Directed by Ali Abbasi.
Starring Eva Melander, Eero Milonoff, Jörgen Thorsson and Sten Ljunggren.
A border guard with an unusual ability to smell when people are guilty is drawn into investigating a child pornography ring, while she also meets someone who may share her gifts.
Imagine The Shape of Water, but nastier and even more unusual. That’s essentially the sell for Ali Abbasi’s Cannes Film Festival award winner Border, which is a dark romance that places the emphasis on the darkness. Adapted from a short story of the same name by Let the Right One In author John Ajvide Lindqvist, this is a film that embraces its weird soul and encourages its characters to do the same – for good and for bad.
Eva Melander, under a four-hour prosthetics job, is border guard Tina. She has an uncanny ability to detect when people are carrying something they shouldn’t be, from illicit booze to a memory card full of horrific child pornography. Initially, no one seems to remark on her unusual facial features and so the audience is immediately knocked off centre. Should I be noticing this? Is there anything going on? Soon, though, the brutish and taciturn Vore (Eero Milonoff) arrives, shocking Tina with a suitcase full of bugs and a very similar facial deformity.
Melander’s performance draws the audience in, easing them into the story’s more fantastical elements. She’s believable and tender as a kindly woman, driven into woodland isolation – she lives with her layabout partner (Jörgen Thorsson) in a secluded home – by her own insecurities. Her only other emotional interaction is when she visits her infirm father (Sten Ljunggren) in the rest home where he lives. Tina is an entirely passive, meek figure, with Melander managing to portray every element of the character’s sadness, even through the Oscar-nominated make-up. When she declares, at one crucial moment, that she has “always felt ugly”, the film takes a genuine turn for the moving.
Her inner, wounded passion is brought out by Milonoff’s character, who reveals a secret about who Eva really is, shaking up her worldview and giving rise to a scene of intimacy so bizarre that it makes Fifty Shades of Grey look like a wholesome night at the bingo. Milonoff’s Vore is an animalistic being and his performance is all barely concealed rage, communicated through his hunched physicality, looming over people and wearing a constant half-smirk as if in a constant state of intimidation. He brings out Eva’s more bestial side as well and soon they’re running through the trees naked, in a scene that is the closest the movie gets to the carefree romance of Del Toro’s aforementioned fishy fairytale and its monochrome musical number.
But unlike Del Toro’s movie, Border somewhat lacks faith in humanity, with Vore’s permanent opprobrium turned squarely on the people responsible for atrocities in his past. It’s here that Abbasi’s film travels down some grisly alleys that may prove a step too far for some viewers, but it’s clear the director realises that and so dials down the fantasy-horror elements of the story in order to make the seriousness of these revelations transparent.
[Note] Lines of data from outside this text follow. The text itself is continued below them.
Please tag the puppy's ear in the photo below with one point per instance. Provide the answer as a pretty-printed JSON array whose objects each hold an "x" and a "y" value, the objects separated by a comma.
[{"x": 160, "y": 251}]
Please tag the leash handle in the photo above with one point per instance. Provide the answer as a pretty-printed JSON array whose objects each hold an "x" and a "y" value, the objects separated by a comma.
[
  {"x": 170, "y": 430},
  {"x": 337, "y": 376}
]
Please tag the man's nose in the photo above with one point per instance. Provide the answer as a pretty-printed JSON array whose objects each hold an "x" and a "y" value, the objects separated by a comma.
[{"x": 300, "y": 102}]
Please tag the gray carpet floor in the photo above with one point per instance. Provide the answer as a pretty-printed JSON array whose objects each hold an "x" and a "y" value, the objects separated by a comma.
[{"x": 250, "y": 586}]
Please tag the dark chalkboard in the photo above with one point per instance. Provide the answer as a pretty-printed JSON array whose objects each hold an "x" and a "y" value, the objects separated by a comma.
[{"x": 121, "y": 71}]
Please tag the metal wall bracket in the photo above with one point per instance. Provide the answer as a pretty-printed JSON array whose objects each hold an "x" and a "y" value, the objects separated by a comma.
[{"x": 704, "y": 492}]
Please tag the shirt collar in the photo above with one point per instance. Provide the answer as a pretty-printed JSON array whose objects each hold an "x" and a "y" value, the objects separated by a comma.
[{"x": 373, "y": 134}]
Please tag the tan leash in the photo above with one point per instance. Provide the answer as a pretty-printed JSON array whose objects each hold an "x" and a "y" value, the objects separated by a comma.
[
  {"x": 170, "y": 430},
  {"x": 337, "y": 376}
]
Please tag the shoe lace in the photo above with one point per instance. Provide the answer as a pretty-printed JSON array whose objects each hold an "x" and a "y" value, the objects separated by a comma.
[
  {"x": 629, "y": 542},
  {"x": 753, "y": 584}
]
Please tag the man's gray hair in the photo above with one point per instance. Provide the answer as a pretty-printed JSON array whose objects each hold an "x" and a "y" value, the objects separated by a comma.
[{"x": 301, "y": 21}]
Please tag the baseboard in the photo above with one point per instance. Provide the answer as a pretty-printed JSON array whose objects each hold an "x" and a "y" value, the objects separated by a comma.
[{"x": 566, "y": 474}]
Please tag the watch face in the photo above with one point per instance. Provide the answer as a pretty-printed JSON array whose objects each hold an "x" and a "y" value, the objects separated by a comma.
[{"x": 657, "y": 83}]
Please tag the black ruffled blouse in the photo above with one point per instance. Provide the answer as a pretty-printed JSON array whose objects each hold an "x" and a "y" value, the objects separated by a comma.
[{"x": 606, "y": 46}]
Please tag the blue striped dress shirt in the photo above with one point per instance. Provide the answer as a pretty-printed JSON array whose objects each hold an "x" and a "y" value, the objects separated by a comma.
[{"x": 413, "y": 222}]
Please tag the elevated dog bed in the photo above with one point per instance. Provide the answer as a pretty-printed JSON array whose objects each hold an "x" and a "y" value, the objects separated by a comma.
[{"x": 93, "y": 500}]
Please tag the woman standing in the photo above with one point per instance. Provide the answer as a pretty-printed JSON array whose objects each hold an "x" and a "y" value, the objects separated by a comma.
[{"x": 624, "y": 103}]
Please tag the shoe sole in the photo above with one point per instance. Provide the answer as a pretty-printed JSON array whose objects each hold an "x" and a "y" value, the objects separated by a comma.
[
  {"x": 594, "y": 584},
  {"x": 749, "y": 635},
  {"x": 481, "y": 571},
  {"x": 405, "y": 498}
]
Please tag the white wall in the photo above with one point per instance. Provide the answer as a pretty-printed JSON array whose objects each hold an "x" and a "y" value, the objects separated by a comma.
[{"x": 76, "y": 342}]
This movie deals in wild, supernatural thrills, but is willing to delve into genuine darkness in order to examine its themes about mistreated outsiders struggling with whether to become what many assume they already are.
And this is the genius of Eva as a character, and of Melander’s performance. She’s a woman who declares that she doesn’t “see the point of evil”, but temptation crosses her path and it’s never quite clear which way she’s going to travel. When her place in the world comes knocking, but comes with a price, the movie constantly pushes and pulls at the audience’s expectations and sympathies, while Melander never loses that central core of empathy from the viewer. We don’t know what path Eva will take, but we know we’ll follow her down it.
Border is an unsettling nightmare of a movie that enjoys rolling in the dirt, but finds emotional tenderness and power through Melander’s heart-wrenching performance. This is fantasy romance with a snarl of misanthropy and more bite than a vampire school reunion. It needs to be seen.